Examples: Other Data + Maps

This section combines external data sources with geographic visualizations. The general pattern is: aggregate microdata first, then merge with geometry. The merge requires data to be at the departmental or municipality level, by numerical code or name.

Tip

Key rule: Always aggregate first (with pandas in Python, with dplyr in R), then merge geometry onto the summary rows. Never use geometry= directly on large microdata — it attaches a polygon to every row and is very slow.


Guatemala’s Literacy Rate Projections for 2024

In this example, we will work with the public dataset of CONALFA for literacy and illiteracy projections for 2024. The datasource can be downloaded from this link. In the first sheet “DEPARTAMENTO” we can find the projections at the departmental level. The first column has the names of the departments. We will use the department names to merge with the administrative boundary data from GeoQuetzal.

import geoquetzal as gq
import pandas as pd

# CONALFA data
xlsx = pd.ExcelFile("PROYECCION-ANALFABETISMO-POR-DEPARTAMENTO-Y-MUNICIPIO-GALP-2024.xlsx")
projections_df = xlsx.parse('DEPARTAMENTO', skiprows=5, usecols="A,C")
projections_df.columns = ['Depto_Name', 'Pct_literacy']

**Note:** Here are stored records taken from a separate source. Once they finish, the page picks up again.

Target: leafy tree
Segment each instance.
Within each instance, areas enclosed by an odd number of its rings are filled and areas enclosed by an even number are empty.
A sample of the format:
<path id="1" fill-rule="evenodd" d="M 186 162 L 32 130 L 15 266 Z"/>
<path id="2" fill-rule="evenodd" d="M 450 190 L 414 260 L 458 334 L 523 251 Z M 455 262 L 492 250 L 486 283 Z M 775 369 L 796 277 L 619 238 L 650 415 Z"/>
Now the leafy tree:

# Administrative boundaries — instant loading, no internet needed
deptos = gq.departamentos()

# Merge with geometry and visualize
resultado = deptos.merge(projections_df, left_on="departamento", right_on="Depto_Name")

resultado.explore(
    column="Pct_literacy",
    cmap="YlGnBu",
    tooltip=["Depto_Name", "Pct_literacy"],
    tooltip_kwds={"aliases": ["Department", "% Literacy"]},
    tiles="CartoDB positron",
    style_kwds={"weight": 1, "color": "white", "fillOpacity": 0.8},
)
Make this Notebook Trusted to load map: File -> Trust Notebook
library(geoquetzal)
library(readxl)
library(mapview)

# CONALFA data
projections_df <- read_excel(
  "PROYECCION-ANALFABETISMO-POR-DEPARTAMENTO-Y-MUNICIPIO-GALP-2024.xlsx",
  sheet     = "DEPARTAMENTO",
  skip      = 5,
  col_names = FALSE
)[, c(1, 3)]
names(projections_df) <- c("Depto_Name", "Pct_literacy")

# Administrative boundaries — instant loading, no internet needed
deptos <- departamentos()

# Merge with geometry and visualize
resultado <- merge(deptos, projections_df,
                   by.x = "departamento", by.y = "Depto_Name")

mapview(resultado,
        zcol        = "Pct_literacy",
        col.regions = RColorBrewer::brewer.pal(9, "YlGnBu"),
        layer.name  = "% Literacy",
        map.types   = "CartoDB.Positron",
        label       = "departamento")

As can be seen, the flexibility of working with external data sources greatly increases GeoQuetzal’s potential on the scenarios it can handle. The only requirement is that the department and municipality numeric codes or names from the external data sources must match those used by the INE.